Ein paar Fragen, die Du Dir außerdem stellen solltest:

  • Brauche ich wirklich das teure Auto mit der teuren Versicherung oder tut es auch ein kleines, gebrauchtes mit einer günstigen Police?
  • Lohnt sich mein Auto überhaupt oder mache ich besser Car-Sharing?
  • Brauche ich wirklich eine so große Wohnung oder geht es für ein paar Jahre günstiger?
  • Brauche ich die Versicherungen, die ich habe, wirklich alle? (Nur Haftpflicht und Krankenversicherung, meiner Meinung nach ein absolutes Muss)
  • Muss es wirklich der teure Urlaub sein oder geht es auch für eine gewisse Zeit billiger?
  • Welche meiner monatlichen Ausgaben sind per Definition Investitionen und welche sind echte Ausgaben?
  • Brauche ich meine Kreditkarten wirklich oder verführen sie mich nur dazu, mehr auszugeben?
  • Wie hoch sind eigentlich die Zinsen auf Kreditkarte, Kredite etc. und wie viele Stunden mehr muss ich dafür pro Monat im Hamsterrad laufen?
  • Brauche ich diesen ganzen physikalischen Besitz wirklich? Und vor allem: Ist das wirklich meine Freiheit wert?
  • Bin ich wirklich bereit, für drei Monate Glücksgefühl durch materiellen Gewinn anschließend die daraus resultierende finanzielle Belastung in Kauf zu nehmen?

Die genaue Analyse und Reduktion der laufenden Kosten unterscheiden Menschen, die finanzielle Freiheit erreichen und Menschen, die ständig ihren Kosten hinterherlaufen müssen.

Wohlhabende Menschen sind disziplinierte Konsumenten und reduzieren ihre Ausgaben immer so, dass sie weit unter ihren Verhältnissen liegen.

Vielleicht denkst Du jetzt: „Alex, Du erzählst hier etwas vom Sparen, fährst aber selbst Porsche und wohnst in einem Luxus-Loft in Düsseldorf.“

Das stimmt.
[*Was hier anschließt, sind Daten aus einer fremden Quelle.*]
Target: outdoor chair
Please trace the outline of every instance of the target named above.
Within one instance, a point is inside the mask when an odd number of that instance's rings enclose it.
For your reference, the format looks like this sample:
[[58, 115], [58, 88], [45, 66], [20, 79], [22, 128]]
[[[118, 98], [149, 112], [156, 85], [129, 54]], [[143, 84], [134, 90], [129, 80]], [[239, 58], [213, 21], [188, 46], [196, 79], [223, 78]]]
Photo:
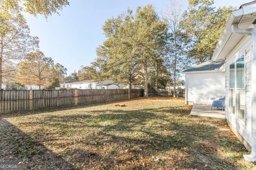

Allerdings finanziere ich mein Loft durch Mieteinnahmen meiner anderen Wohnungen und die Kosten für mein Auto sind marginal, da es bezahlt ist und kaum Wertverlust hat.

Es geht nicht darum, dass Du keine Ausgaben haben darfst – Deine Ausgaben sollten aber immer im Verhältnis zu Deinen Einnahmen stehen.